The crux of the DFF initiative was to use the manufacturing capacity of 3D printing to respond to crises across multiple sectors- a vision that very neatly aligns with that of Sinterex's. And it is this pioneering spirit that continues to be driving forth the startup's sense of innovation today. "For Sinterex, innovation partly means doing things that haven't been done before," Callanan says. "The other side of innovation is less glamorous, and it's about how you do things, whether it be a marketing strategy, operating protocols, or recruitment strategy. If you are continually innovating, continually improving, then you will continually build success."
That approach seems to have boded well for the Sinterex team, with 96% of its customers having placed repeat orders. "Customers buy from us, and return to buy from us again and again, due to our speed of service, ability to deliver locally, and control of quality," Callanan says. "We try to deeply integrate with our customers, and have many customers who are ordering from us with a daily frequency. Communication is critical when you are in such a close business relationship; we keep it simple with WhatsApp groups."
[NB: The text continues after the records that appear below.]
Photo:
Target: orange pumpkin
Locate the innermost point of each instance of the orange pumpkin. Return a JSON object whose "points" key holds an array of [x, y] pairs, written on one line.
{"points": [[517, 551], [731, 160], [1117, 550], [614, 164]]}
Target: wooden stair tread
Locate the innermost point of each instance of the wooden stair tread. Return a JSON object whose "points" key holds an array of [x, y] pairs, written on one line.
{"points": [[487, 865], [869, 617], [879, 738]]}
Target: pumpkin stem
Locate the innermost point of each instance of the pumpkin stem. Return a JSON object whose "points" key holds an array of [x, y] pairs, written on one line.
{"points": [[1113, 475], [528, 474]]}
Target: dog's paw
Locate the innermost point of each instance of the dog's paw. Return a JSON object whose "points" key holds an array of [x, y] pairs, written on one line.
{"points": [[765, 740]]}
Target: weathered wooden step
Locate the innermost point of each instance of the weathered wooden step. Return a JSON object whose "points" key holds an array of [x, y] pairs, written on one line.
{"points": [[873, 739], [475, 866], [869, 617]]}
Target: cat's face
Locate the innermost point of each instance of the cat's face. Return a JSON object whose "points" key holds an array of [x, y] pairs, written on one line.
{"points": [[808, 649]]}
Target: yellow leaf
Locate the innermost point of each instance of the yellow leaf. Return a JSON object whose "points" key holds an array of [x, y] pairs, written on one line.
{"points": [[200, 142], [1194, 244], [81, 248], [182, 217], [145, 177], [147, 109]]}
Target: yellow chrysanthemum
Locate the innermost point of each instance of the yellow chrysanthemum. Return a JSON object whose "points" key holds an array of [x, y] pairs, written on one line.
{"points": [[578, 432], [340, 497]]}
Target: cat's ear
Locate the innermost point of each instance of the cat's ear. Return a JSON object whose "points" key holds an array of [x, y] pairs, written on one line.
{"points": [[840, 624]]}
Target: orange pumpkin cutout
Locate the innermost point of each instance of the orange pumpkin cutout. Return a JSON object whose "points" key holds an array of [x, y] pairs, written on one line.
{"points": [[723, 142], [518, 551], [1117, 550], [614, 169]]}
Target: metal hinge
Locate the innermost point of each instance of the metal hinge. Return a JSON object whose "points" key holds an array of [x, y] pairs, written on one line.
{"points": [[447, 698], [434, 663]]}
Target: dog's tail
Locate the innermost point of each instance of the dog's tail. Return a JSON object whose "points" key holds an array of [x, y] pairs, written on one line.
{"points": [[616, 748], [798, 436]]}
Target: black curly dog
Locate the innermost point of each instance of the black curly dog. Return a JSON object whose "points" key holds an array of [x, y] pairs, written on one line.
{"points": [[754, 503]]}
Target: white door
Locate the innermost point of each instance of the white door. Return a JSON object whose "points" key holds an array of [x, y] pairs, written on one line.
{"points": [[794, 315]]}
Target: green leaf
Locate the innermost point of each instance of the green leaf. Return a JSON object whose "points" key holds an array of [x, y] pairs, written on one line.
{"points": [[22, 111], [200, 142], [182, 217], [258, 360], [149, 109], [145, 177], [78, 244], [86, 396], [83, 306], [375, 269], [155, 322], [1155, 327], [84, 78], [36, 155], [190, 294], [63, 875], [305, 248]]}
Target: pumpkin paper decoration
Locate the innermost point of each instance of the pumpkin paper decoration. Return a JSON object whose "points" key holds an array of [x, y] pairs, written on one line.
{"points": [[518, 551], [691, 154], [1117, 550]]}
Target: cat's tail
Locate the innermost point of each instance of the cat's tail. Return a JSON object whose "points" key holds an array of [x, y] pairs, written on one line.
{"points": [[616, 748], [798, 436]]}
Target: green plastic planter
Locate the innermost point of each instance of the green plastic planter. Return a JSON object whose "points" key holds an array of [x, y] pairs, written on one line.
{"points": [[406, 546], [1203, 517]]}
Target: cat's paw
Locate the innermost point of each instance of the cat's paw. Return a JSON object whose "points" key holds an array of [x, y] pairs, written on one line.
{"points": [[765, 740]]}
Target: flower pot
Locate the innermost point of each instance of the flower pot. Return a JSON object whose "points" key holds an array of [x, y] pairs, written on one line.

In terms of funds, the startup has managed to raise US$2 million from angel investors located in Dubai. "We are today a team of 16 people including industry specialists, engineers, and technicians," Callanan says. "We are now working through the MBRIF accelerator program to prepare Sinterex for a first institutional funding round, which will allow us to further develop our technology platform, expand our production facilities, and build out our sales and marketing function." Callanan highlights here that the MBRIF has been a major help in navigating several aspects of the entrepreneurial maze as well. "We chose to apply to the program, because of its close connections with government entities, which are strongly active and influential in the Dubai/UAE economy, and also because of its guarantee scheme that is run in coordination with Emirates Development Bank," he adds.
Moving forward, Callanan believes Sinterex will have to keep up its current momentum in a fierce Dubai market if the startup is to expand its reach. "Dubai is a great place to get started; the challenge is to build success. The Emirate itself is still small in population terms -about the size of a large city in Europe, or a medium-sized city in the US- which can limit growth potential. It is also ferociously competitive, and it attracts businesses from around the world. However, if you can make it work in Dubai, then you have a great chance of expanding across the region," he concludes.